What is Taxable in Singapore?

So what is taxable in Singapore?
(a) Territorial System of Taxation
Income under s10(1)(a) - (g) of Income Tax Act (ITA) is chargeable to tax if it is:
Accrued in Singapore OR
Derived from Singapore OR
Received in Singapore from outside Singapore

(b) Income of Revenue Nature
Only income of a revenue nature is taxable. Singapore does not impose tax on Capital gains.

Guidelines from common law:
1. Receipts of a recurrent nature are more likely to be treated as revenue receipts.

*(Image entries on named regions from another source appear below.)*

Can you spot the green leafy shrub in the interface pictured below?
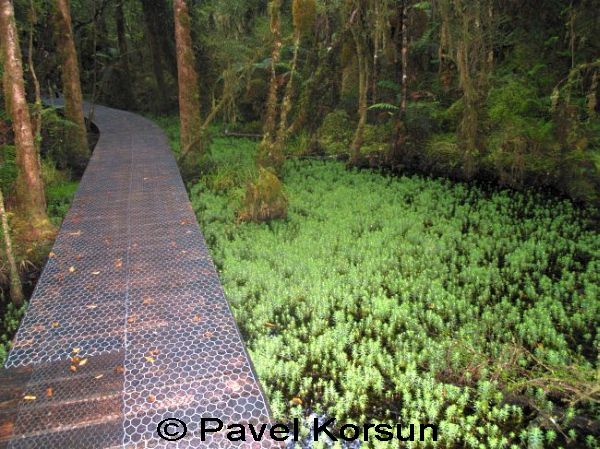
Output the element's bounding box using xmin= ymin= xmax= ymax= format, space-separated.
xmin=40 ymin=108 xmax=76 ymax=170
xmin=192 ymin=151 xmax=600 ymax=448
xmin=317 ymin=109 xmax=354 ymax=154
xmin=238 ymin=167 xmax=287 ymax=222
xmin=360 ymin=120 xmax=394 ymax=156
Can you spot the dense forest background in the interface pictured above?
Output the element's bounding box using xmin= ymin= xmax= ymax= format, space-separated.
xmin=0 ymin=0 xmax=600 ymax=449
xmin=5 ymin=0 xmax=600 ymax=201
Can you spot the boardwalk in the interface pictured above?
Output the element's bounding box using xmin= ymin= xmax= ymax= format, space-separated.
xmin=0 ymin=107 xmax=272 ymax=449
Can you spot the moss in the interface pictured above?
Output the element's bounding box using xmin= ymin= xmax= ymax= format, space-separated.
xmin=360 ymin=121 xmax=394 ymax=155
xmin=238 ymin=167 xmax=288 ymax=222
xmin=292 ymin=0 xmax=317 ymax=36
xmin=317 ymin=109 xmax=354 ymax=154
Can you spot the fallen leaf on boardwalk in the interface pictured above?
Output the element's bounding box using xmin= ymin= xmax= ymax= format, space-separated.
xmin=226 ymin=380 xmax=242 ymax=391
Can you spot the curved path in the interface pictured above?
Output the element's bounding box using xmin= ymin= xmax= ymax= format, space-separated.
xmin=0 ymin=106 xmax=275 ymax=449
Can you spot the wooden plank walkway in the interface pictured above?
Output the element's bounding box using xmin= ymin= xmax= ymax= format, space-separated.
xmin=0 ymin=106 xmax=275 ymax=449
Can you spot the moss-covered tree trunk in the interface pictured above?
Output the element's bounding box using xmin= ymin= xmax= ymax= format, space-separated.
xmin=142 ymin=0 xmax=177 ymax=111
xmin=258 ymin=0 xmax=283 ymax=171
xmin=0 ymin=189 xmax=24 ymax=306
xmin=53 ymin=0 xmax=90 ymax=172
xmin=350 ymin=25 xmax=369 ymax=165
xmin=173 ymin=0 xmax=204 ymax=178
xmin=0 ymin=0 xmax=52 ymax=239
xmin=115 ymin=0 xmax=135 ymax=109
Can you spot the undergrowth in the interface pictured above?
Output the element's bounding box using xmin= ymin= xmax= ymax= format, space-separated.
xmin=186 ymin=142 xmax=600 ymax=449
xmin=148 ymin=116 xmax=600 ymax=449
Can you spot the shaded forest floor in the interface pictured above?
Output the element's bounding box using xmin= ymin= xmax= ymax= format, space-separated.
xmin=0 ymin=114 xmax=600 ymax=449
xmin=152 ymin=119 xmax=600 ymax=448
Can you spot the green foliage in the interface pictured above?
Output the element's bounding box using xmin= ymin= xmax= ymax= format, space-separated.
xmin=191 ymin=153 xmax=600 ymax=448
xmin=0 ymin=295 xmax=27 ymax=366
xmin=238 ymin=167 xmax=288 ymax=223
xmin=46 ymin=179 xmax=79 ymax=227
xmin=40 ymin=108 xmax=81 ymax=170
xmin=0 ymin=145 xmax=17 ymax=193
xmin=317 ymin=109 xmax=354 ymax=154
xmin=360 ymin=120 xmax=394 ymax=155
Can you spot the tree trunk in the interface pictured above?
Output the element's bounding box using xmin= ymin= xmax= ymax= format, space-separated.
xmin=0 ymin=190 xmax=24 ymax=306
xmin=263 ymin=0 xmax=282 ymax=144
xmin=258 ymin=0 xmax=283 ymax=171
xmin=142 ymin=0 xmax=168 ymax=112
xmin=115 ymin=0 xmax=136 ymax=109
xmin=276 ymin=34 xmax=300 ymax=151
xmin=400 ymin=0 xmax=408 ymax=118
xmin=54 ymin=0 xmax=90 ymax=172
xmin=0 ymin=0 xmax=52 ymax=239
xmin=350 ymin=30 xmax=369 ymax=165
xmin=142 ymin=0 xmax=177 ymax=79
xmin=27 ymin=0 xmax=42 ymax=157
xmin=173 ymin=0 xmax=204 ymax=177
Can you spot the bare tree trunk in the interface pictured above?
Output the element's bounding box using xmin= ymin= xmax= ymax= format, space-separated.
xmin=263 ymin=0 xmax=282 ymax=145
xmin=276 ymin=34 xmax=300 ymax=147
xmin=258 ymin=0 xmax=287 ymax=171
xmin=0 ymin=190 xmax=24 ymax=306
xmin=400 ymin=0 xmax=408 ymax=118
xmin=173 ymin=0 xmax=204 ymax=176
xmin=27 ymin=0 xmax=42 ymax=157
xmin=0 ymin=0 xmax=52 ymax=239
xmin=115 ymin=0 xmax=136 ymax=109
xmin=54 ymin=0 xmax=90 ymax=171
xmin=142 ymin=0 xmax=177 ymax=79
xmin=142 ymin=0 xmax=168 ymax=111
xmin=350 ymin=30 xmax=369 ymax=165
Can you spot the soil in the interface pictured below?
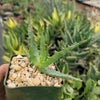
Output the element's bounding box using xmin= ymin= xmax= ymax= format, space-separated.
xmin=7 ymin=55 xmax=62 ymax=87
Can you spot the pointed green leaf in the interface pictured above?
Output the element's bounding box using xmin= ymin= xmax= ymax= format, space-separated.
xmin=40 ymin=32 xmax=47 ymax=63
xmin=40 ymin=43 xmax=79 ymax=68
xmin=28 ymin=20 xmax=40 ymax=65
xmin=39 ymin=67 xmax=82 ymax=82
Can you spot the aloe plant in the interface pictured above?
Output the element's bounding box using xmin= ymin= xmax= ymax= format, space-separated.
xmin=25 ymin=20 xmax=85 ymax=81
xmin=2 ymin=19 xmax=28 ymax=62
xmin=58 ymin=9 xmax=100 ymax=68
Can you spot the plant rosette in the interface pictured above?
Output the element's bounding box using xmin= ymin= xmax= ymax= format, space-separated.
xmin=4 ymin=55 xmax=63 ymax=100
xmin=4 ymin=20 xmax=84 ymax=100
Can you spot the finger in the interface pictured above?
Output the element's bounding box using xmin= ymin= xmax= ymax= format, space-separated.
xmin=0 ymin=64 xmax=9 ymax=82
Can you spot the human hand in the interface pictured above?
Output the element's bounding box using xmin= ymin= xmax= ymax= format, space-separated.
xmin=0 ymin=64 xmax=8 ymax=100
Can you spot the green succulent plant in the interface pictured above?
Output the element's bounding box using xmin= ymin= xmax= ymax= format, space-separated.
xmin=2 ymin=19 xmax=28 ymax=62
xmin=58 ymin=11 xmax=100 ymax=68
xmin=26 ymin=20 xmax=84 ymax=81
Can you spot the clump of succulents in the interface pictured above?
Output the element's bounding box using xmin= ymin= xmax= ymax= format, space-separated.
xmin=25 ymin=20 xmax=84 ymax=81
xmin=2 ymin=18 xmax=28 ymax=62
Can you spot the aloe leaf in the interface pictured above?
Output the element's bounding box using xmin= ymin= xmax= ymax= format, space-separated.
xmin=28 ymin=20 xmax=40 ymax=65
xmin=40 ymin=43 xmax=79 ymax=68
xmin=40 ymin=32 xmax=47 ymax=63
xmin=38 ymin=67 xmax=82 ymax=81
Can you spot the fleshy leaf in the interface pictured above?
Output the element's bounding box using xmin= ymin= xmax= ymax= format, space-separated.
xmin=40 ymin=43 xmax=79 ymax=68
xmin=28 ymin=19 xmax=40 ymax=66
xmin=39 ymin=67 xmax=82 ymax=81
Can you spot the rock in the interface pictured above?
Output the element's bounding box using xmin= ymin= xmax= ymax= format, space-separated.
xmin=32 ymin=77 xmax=41 ymax=86
xmin=8 ymin=83 xmax=16 ymax=88
xmin=7 ymin=55 xmax=62 ymax=87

2. Compensation received for the destruction of the recipient's profit-making apparatus are receipts of a capital nature.
- Barr, Crombie & Co vs CIR.

3. Money received in lieu of trading receipts is of revenue character.
- Kelshall Parsons & Co vs CIR.

4. Money received for restriction on income earning activities of a person is capital in nature.
- Higgs vs Oiliver
- Glenboig Union Fireclay Co Ltd vs IRC.

5. Receipts for the sale of the (non-current) assets of a business are prima facie capital receipts.

Question:
James, an machinery manufacturer, received $200,000 as compensation from its raw materials supplier for the cancellation of a trading contract. He was given the following advice:
1. Compensation for the cancellation of a trading contract is always a taxable receipt.
2. Compensation for the cancellation of a trading contract is always a non-taxable receipt.
3. The taxability of the compensation is dependent solely on whether the contract is for trade purposes.
4. Compensation for the cancellation of a trading contract is not taxable if the cancellation of the contract will cause destruction to James's manufacturing operations.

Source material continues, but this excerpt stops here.